The New York Times wants more subscribers. The Athletic has lots of subscribers but loses money.

So there’s your two-sentence explanation of why the Times is paying $550 million in cash for the Athletic, the five-year-old sports news service.

And now we can go deeper on the newest round of media consolidation. Remember that in the last few months, BuzzFeed bought Complex, and Vox Media, which owns this site, acquired Group Nine. Like those deals, this one makes sense for both sides, up to a point. But the Times-Athletic deal also underlines the challenges both companies are facing right now. You can call it a chocolate-peanut butter combination, or you can call it a marriage of convenience. Or both.

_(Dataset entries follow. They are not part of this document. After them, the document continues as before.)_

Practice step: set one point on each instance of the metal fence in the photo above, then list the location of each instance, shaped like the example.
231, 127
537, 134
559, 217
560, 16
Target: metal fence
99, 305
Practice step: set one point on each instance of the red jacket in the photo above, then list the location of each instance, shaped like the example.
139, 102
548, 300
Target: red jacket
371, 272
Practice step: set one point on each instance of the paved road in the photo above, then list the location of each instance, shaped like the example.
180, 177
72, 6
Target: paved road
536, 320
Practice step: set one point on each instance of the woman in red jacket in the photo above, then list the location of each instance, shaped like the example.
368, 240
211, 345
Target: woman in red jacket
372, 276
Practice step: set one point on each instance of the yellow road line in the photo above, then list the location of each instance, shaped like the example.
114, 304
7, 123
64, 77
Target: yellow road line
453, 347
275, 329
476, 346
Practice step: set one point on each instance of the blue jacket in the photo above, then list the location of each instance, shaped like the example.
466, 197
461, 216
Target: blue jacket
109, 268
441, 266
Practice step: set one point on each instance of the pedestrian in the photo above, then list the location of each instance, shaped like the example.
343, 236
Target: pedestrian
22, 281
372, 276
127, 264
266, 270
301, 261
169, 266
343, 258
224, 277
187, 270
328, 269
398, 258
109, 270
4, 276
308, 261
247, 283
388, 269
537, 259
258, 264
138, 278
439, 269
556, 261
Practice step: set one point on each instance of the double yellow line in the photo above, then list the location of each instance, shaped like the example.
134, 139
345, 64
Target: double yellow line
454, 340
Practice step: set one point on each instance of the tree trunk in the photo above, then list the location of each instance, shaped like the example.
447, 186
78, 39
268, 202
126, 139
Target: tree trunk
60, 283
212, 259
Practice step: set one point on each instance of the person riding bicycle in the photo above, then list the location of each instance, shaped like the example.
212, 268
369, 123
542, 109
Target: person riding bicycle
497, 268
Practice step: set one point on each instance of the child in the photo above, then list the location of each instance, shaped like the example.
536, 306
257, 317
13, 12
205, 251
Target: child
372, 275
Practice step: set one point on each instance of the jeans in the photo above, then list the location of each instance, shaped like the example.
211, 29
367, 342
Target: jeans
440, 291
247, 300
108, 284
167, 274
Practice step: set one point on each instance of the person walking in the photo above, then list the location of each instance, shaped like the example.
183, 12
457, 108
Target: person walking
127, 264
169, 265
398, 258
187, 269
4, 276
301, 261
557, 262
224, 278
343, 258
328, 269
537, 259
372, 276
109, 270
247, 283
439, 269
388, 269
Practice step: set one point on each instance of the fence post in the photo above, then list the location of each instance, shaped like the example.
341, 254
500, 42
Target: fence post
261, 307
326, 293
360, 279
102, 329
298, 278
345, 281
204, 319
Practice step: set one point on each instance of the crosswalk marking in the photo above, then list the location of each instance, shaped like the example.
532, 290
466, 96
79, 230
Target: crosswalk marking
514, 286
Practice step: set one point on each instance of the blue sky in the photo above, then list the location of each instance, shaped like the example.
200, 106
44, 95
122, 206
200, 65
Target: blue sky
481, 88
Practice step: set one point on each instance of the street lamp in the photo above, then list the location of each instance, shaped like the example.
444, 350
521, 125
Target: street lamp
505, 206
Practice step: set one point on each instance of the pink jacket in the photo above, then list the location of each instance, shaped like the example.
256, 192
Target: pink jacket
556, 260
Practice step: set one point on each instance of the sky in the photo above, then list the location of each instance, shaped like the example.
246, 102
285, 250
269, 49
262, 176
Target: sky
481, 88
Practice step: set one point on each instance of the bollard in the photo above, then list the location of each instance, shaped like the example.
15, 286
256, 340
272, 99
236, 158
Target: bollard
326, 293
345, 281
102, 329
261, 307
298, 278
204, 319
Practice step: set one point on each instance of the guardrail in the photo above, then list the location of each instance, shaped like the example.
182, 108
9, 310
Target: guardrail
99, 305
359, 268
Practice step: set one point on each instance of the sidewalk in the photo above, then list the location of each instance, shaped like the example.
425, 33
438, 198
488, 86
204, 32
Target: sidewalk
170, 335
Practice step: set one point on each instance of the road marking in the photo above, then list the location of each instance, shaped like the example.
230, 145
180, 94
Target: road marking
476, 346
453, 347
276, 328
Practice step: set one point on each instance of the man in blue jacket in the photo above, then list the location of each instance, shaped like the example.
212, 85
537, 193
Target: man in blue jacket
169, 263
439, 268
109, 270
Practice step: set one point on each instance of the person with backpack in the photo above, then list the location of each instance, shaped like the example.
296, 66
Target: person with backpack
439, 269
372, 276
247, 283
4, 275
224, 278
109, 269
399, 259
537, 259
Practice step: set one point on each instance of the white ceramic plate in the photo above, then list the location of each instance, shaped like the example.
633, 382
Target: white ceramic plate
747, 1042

Here’s the upside of the deal for both companies:

The Times, which has transformed itself from a publisher supported by ads into a publisher supported by paid subscribers, enjoyed blockbuster growth during the Trump administration, and even thrived during the first summer of the pandemic. As a reward, the paper has $1 billion in cash and a stock price that’s moved up 250 percent in the last five years — which means it has the capacity to pay $550 million in cash for the Athletic, as Axios first reported. (The Information first got word of the deal’s value.)

In return, the Times gets a new subscription business it can market along with its core product. It’s also a product that doesn’t conflict with anything the Times does now. The paper has largely ignored sports in general over the past few years, and spends next to no time covering individual sports teams, which is the entire point of the Athletic.

The Athletic, meanwhile, has already signed on 1 million paying subscribers, confounding many skeptics — including the guy typing this — who didn’t think there were that many people who’d pay to read about their favorite sports teams. Attaching itself to the Times means the startup enjoys the benefits of a much bigger marketing engine. And, crucially, it means the Times can offer subscription bundles that include both publications, which could make Athletic subscribers less likely to cancel their subscriptions when their team/sport isn’t playing — which people familiar with the Athletic tell me is a problem for the company right now.

On the other hand: The reason the Athletic is selling for $550 million — less than the $750 million the company was reportedly seeking, and around the value its investors thought it was worth in February 2020, when it last raised money — is because it has to.

As The Information’s Jessica Toonkel has reported, the startup burnt through more than $100 million in 2019 and 2020. In 2020 alone, when sports went dark for much of the year, it lost $41 million on revenue of $47 million. And even its most optimistic projections had it losing money until at least 2023.

So the company needed a buyer or an investor; a person familiar with the company tells me the Athletic was also talking to Middle Eastern sovereign wealth funds last fall. The Times deal solves a problem, but it wasn’t the solution the Athletic had been looking for. That’s why we kept reading about the Athletic looking for other deals for much of last year, like a floated plan to combine with Axios and take the merged company public.

And while the Times has been justifiably proud of its subscription boom during the Trump era, that era is over (for now). It will have to work harder to find new subscribers, which was reflected in slowing growth numbers at various times last year. If the Times felt more comfortable about its organic growth, it might not be paying roughly $500 a subscriber for the Athletic.

Instead, it’s making its second-largest deal in the paper’s history. The Times purchased the Boston Globe in 1993 for $1.1 billion; and in 2005, it paid $410 million for About.com, its largest digital acquisition before today. Neither of those deals worked out well for the Times. It dumped the Globe in 2013 for $70 million, and it got rid of About for $300 million in 2012 (by selling it to Barry Diller’s IAC, which turned it into DotDash, and which now owns much of what used to be called Time Inc).

Past performance never guarantees future results, and today’s Times has a new set of business leaders, so it’s entirely possible this pans out. But make no mistake: It’s a very big bet, with significant risk and upside — and one the Times wouldn’t have been in a position to make not very long ago.